Me ha encantado, Moli. Nos hemos convencido de la las cosas se enseñan en lugar que nada tiene que ver con la familia o que hay cosas que no se enseñan, que se aprenden por generación espontánea. No sé cuánto de mi criterio se lo debo a mi infancia o los libros que he leído, lo que sí tengo claro es que lo he mamado de mis padres. Preocupémonos por enseñar a los niños a decidir y a tener criterio propio, seguro que es más cansado que si tuviésemos que hacer el encargo pero es menos peligroso.

Grace dijo...

Totalmente de acuerdo.
No puedo entender esta tendencia actualmente a tener a los niños entre algodones pero, a su vez, darles todos los caprichos que quieran, sin enseñarles de límites y de la posibilidad maravillosa de optar, de elegir en vez de consumir todo lo que se les ofrece.
No quiero decir con ésto que tiempos anteriores fueran mejores, pero al menos no estábamos tan sobreprotegidos, nos rasguñabamos las rodillas aprendiendo a andar en bicicleta y no pasaba nada....ahora van con rodilleras, casco, etc. no me parece normal.

Saludos.

Veronica Muñoz dijo...

Hola, Moli. Te sigo hace mil pero casi nunca comento y cuando lo he hecho, ha sido con otro nick. No viene al caso, pero bueno, es como decir "no te conozco de este post sino de hace años y te sigo siempre".

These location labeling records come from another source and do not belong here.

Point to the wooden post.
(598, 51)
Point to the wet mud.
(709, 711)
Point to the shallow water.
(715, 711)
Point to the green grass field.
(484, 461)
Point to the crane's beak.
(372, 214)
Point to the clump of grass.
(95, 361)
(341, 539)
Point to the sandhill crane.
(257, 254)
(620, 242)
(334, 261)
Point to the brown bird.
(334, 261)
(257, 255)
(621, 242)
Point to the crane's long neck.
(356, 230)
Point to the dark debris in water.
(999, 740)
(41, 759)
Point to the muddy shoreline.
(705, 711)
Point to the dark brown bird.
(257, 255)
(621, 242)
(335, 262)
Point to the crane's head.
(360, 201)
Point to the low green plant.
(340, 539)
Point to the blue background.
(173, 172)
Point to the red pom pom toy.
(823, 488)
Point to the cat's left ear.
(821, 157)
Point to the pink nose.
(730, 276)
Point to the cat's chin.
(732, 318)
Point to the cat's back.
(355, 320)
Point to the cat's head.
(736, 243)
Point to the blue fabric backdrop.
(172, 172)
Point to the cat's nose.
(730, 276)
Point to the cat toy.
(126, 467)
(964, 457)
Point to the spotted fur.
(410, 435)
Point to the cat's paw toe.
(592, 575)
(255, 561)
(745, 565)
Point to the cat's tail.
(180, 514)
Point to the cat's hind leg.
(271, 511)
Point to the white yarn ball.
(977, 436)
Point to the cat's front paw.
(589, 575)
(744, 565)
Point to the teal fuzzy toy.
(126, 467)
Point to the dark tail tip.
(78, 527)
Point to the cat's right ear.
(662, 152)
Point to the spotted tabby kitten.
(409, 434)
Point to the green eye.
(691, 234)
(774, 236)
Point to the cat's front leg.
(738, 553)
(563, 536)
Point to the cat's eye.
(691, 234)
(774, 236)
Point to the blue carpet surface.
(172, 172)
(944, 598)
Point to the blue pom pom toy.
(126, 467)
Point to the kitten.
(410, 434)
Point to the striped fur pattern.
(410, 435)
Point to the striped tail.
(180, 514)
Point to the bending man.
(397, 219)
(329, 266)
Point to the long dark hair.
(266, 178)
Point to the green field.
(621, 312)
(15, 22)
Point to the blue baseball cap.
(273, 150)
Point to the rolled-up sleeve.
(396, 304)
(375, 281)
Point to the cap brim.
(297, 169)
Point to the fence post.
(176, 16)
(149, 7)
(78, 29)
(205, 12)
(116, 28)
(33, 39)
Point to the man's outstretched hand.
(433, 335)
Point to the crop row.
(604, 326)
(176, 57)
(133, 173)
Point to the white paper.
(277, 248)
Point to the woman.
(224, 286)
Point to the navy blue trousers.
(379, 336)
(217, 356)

Estoy de acuerdo contigo si lo pienso desde tu punto de vista cabal. Siempre me ha parecido que tu forma de ver la maternidad y cómo enseñas a las prinzezaz a que no todo es color de rosa es la que tengo yo como nomadre y seguiría teniendo en caso de tener churumbeles. Pero como no todo el mundo tiene tu concepción de la maternidad y la educación de los niños, ya no digamos sobre leer... Este tipo de libros los considero peligrosos. Sí, censurar es el mal. Soy la primera que ha devorado todo de pequeña y como tú dices, hay machismo para parar un tren... Pero nosotras, Moli, leemos mucho. Tus hijas leen mucho. Pero eso sabes que no es lo normal, lo común, lo que más pasa. La mayoría de niños leen poquísimo. Ahora imagínate que, para fomentar el gusto por la lectura, les regalan uno de esos "75 consejos". No tienen el background cultural que tienes tú, que estás pendiente de lo que leen (aunque no lo prohíbas), ni tus hijas (que saben distinguir perfectamente). No es que diga que los niños son tontos. De eso nada. Pero si hay adultos que no entienden (y cada día más) un mensaje oral o escrito... hay niños que también. Y es peligroso. Peligroso que se queden con un mensaje y no con el global (supongo que al final del libro, triunfará la cordura y la protagonista se dará cuenta de que la amistad está por encima de todo, etc, etc).
Vale, estamos hablando de algo que tú consideras una chorrada. Para mí no, porque literalmente incita a acosar a tu mejor amiga, mejor ella que tú... Eso tiene un nombre. Pero ahora, imagínate... como no debe haber límite en la ficción ni en las lecturas de los niños... imagínate que hacen un "75 consejos para putear al sudaca" o "50 sombras de grey para niñas". Que no, que no, que no lo veo.
Yo era de las que creía firmemente en la libertad del autor, y del lector. Pero esto, en este caso, no lo veo. Porque es un hilo muy fino el que separa una cosa de otra.
Lo mío no es escribir ni expresarme bien. Espero haberlo hecho mínimamente entendible.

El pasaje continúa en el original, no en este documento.